Boldly Going: Finding New Industries to Serve

You know you need to grow your practice. One logical path would be a whole new base of clients. Sometimes that can mean getting up to speed on an industry you know little about.

Consider it first a learning challenge. “I love new industries,” said Jennifer Brown, an EA at Implex Tax & Accounting in Clearfield, Utah. “It provides a new perspective on expenses that we see every day.”

“I love always learning new things,” said EA Jeffrey Schneider in Port St. Lucie, Fla. An example from his practice? “I have business clients who are involved in bartering, and they had no idea on how taxes come into play,” Schneider said.

‘Particularly difficult’

“Establishing a niche focus isn’t easy … it takes a lot less energy to say you’re a tax practitioner serving any industry, instead of only serving a certain industry, such as health care or manufacturing,” wrote authors Tom Hood and Pascal van Dooren in the Accounting Today article, “Riches in Niches.”

The tax prep profession does enjoy one huge advantage regarding securing clients in new industries: “They all still need to do their taxes,” said Kerry Freeman, an EA at Freeman Income Tax Service in Anthem, Ariz., “and with each new business or industry comes new and unique challenges.”

Freeman offers an example of an industry that has blown up in a short time: “Just look at the cannabis industry, seeing this industry blow up in such a short time and the ways we as tax professionals have to … comply with the federal law as well as asset our clients to legally be in business.”

EA and blogger John Dundon of Taxpayer Advocacy Services in Englewood, Colorado, “most definitely” enjoys working with clients in new industries with that one exception – marijuana, what he terms “the cutting edge of legalized weed.”

“Marijuana tends to generally bring around characters that are particularly difficult to work with … more so than any other new industry,” Dundon said. “The success of the marijuana industry, though, seems to be turning some pharmaceutical companies upside down, which is both welcomed and encouraged.
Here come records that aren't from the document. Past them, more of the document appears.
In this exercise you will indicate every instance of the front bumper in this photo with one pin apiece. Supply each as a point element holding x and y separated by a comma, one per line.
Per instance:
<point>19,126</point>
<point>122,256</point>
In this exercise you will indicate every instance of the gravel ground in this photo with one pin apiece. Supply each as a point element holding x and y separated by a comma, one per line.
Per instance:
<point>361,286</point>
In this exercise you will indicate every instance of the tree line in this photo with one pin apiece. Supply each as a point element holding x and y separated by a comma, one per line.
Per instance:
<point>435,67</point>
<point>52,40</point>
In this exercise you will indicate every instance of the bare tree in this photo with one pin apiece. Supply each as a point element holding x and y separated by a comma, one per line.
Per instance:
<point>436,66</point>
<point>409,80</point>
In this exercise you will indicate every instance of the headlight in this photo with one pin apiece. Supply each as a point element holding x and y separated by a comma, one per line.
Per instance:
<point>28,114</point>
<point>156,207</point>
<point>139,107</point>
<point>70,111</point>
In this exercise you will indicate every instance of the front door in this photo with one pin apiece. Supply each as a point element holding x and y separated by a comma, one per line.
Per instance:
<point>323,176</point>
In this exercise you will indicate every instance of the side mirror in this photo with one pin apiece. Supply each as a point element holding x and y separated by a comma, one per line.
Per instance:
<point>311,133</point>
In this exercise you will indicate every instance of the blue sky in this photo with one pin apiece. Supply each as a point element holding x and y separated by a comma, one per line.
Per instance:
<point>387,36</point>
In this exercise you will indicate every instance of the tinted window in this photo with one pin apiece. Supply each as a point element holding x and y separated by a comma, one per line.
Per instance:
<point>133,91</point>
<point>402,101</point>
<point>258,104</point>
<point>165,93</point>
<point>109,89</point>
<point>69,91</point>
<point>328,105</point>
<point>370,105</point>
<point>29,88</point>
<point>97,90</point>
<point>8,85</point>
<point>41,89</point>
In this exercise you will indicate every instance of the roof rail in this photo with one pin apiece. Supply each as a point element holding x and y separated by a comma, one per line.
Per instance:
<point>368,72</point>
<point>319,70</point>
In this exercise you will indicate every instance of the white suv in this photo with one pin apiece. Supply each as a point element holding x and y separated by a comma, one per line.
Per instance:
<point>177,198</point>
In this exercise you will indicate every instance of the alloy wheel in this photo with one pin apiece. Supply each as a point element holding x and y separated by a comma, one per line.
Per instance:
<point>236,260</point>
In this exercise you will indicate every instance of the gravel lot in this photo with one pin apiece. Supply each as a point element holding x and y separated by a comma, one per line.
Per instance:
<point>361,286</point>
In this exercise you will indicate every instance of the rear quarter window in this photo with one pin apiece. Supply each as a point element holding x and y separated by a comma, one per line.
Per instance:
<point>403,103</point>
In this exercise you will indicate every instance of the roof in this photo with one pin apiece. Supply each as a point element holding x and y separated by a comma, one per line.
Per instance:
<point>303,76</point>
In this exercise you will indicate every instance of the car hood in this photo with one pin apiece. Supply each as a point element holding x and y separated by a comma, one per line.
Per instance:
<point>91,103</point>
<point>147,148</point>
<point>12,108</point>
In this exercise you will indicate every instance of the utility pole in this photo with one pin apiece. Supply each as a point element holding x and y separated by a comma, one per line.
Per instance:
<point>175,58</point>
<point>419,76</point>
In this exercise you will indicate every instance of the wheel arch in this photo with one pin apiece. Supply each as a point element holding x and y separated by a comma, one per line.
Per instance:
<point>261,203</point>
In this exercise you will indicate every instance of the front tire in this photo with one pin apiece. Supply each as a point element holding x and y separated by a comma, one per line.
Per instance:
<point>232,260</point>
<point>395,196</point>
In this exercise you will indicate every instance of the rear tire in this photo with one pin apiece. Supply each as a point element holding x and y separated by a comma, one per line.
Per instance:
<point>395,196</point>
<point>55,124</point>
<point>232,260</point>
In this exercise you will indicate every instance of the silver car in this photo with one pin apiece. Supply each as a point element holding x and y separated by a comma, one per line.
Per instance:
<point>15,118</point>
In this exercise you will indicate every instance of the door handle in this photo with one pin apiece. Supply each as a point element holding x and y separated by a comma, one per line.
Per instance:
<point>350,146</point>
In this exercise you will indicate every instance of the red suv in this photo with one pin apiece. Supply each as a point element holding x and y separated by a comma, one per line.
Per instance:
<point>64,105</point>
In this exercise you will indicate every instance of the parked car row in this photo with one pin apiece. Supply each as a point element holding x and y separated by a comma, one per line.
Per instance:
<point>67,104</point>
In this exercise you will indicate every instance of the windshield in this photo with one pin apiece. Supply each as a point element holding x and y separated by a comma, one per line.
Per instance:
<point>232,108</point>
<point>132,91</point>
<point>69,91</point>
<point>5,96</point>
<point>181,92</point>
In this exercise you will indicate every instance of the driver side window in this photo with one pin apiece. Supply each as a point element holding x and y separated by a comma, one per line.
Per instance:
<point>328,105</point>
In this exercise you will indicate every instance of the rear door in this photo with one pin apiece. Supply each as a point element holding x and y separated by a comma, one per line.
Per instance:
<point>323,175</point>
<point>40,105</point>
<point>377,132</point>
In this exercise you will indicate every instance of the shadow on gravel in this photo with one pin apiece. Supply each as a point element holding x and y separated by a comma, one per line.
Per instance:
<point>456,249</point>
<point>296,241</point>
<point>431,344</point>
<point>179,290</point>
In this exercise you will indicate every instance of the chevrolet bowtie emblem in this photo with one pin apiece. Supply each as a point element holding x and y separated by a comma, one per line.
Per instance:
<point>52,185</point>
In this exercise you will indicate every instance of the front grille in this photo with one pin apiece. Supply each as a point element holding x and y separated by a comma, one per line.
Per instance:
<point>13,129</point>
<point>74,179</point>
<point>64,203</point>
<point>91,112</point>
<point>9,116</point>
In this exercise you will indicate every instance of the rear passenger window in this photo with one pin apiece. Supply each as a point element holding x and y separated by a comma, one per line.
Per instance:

So we find ourselves on occasion helping well-meaning proprietors weed out noise … and stay focused on compliance.”

Ask, talk, leverage

“I like learning, and this presents an excellent opportunity,” said Laurie Ziegler, an EA at Sass Accounting in Saukville, Wis. “Besides, just because it’s a new industry or new to me doesn’t mean there aren’t resources available.”

Experts polled in Inc. magazine offer several pointers for cracking new industries and niches.

Ask questions. Never be afraid to admit your own ignorance, and use every opportunity to learn more.

Leverage your fresh perspective. While your inexperience means you have a lot to learn, it also means you have no biases, which may allow you to see issues in a different light.

Talk extensively customers and partners. Those who’ve gone before you in the industry can be your guides.

“Engaging a new client in a new industry is always a challenge I enjoy because it contains researching, planning and designing,” said EA Janet Sienicki in Schererville, Ind. “Researching the industry, how the IRS audits these businesses, and how the client’s business fits into that industry helps to provide the foundation for designing accounting systems and appropriate tax planning.”

Hood and Van Dooren also suggest:

Many firms built their practices based on specialty areas of interest. Perhaps you’ve been around medicine your entire life because your father or mother is a doctor; maybe you enjoy the analytical aspects of financial statements, which translates into a forensic accounting focus. There’s a niche focus in every industry and every service.

  • Look at your existing client base to determine clusters of industry clients that might give insight into natural specialties you have built over time.
  • Examine your non-niche clients and consider: Can you outsource all or part of the engagement and still retain the client? Is the client a good referral source for your firm? Would the loss of a client have any repercussions with the clients you want to keep?
  • Market yourself. You’re more likely to build your business through word of mouth and referrals; start with the clients you just referred to another provider.
  • Seek out networking groups in your niche through local meet-ups or online. Market yourself to other accountants and tax professsionals.